A esos pasivos se sumaron adeudos con proveedores, tensiones con administradores aeroportuarios y otros compromisos pendientes que se fueron acumulando sin una estrategia clara de solución. La lógica fue siempre la misma: ganar tiempo. El problema fue que el tiempo terminó agotándose. La cancelación de vuelos bajo el argumento de problemas logísticos resulta insuficiente frente a la dimensión de la crisis interna. Todo apunta a que la suspensión fue una decisión de la propia empresa en medio de una situación financiera insostenible, y que les negaron el concurso mercantil, lo que también abre cuestionamientos sobre la actuación de las autoridades. Si la empresa llevaba meses sin poder cubrir los viáticos de sus pilotos, la pregunta es por qué se le permitió seguir operando y vendiendo boletos.

El caso vuelve a reflejar un patrón que ya se presentó con Mexicana de Aviación, Interjet y Aeromar: un deterioro financiero prolongado, supervisión insuficiente y un colapso cuyos costos terminan siendo absorbidos por trabajadores, proveedores y pasajeros, y ellos viviendo con el “empresa pobre, empresario rico”. A ello se suma un vacío legal. De acuerdo con el Instituto Nacional de Investigaciones Jurídico-Aeronáuticas (INIJA), la legislación mexicana no tipifica de manera específica el fraude concursal en el sector aeronáutico, lo que dificulta acreditar son las responsabilidades cuando una empresa es llevada deliberadamente a la insolvencia para dejar de cumplir sus obligaciones.

Magnicharters enfrenta ahora un margen de maniobra prácticamente inexistente.

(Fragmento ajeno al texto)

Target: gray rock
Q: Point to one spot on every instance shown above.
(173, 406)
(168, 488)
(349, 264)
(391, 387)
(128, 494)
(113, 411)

Retomar operaciones implicaría cubrir adeudos laborales, restablecer la relación con sus pilotos, renegociar pasivos con aeropuertos y proveedores y sostener una operación que ya era estructuralmente débil. A ello se suma la cercanía del vencimiento de su concesión. Hoy también surge la interrogante sobre el destino de esos recursos frente al estado financiero que presenta la empresa.

Si las autoridades realmente aún no han identificado a los responsables, los nombres de quienes encabezaron la empresa son públicos.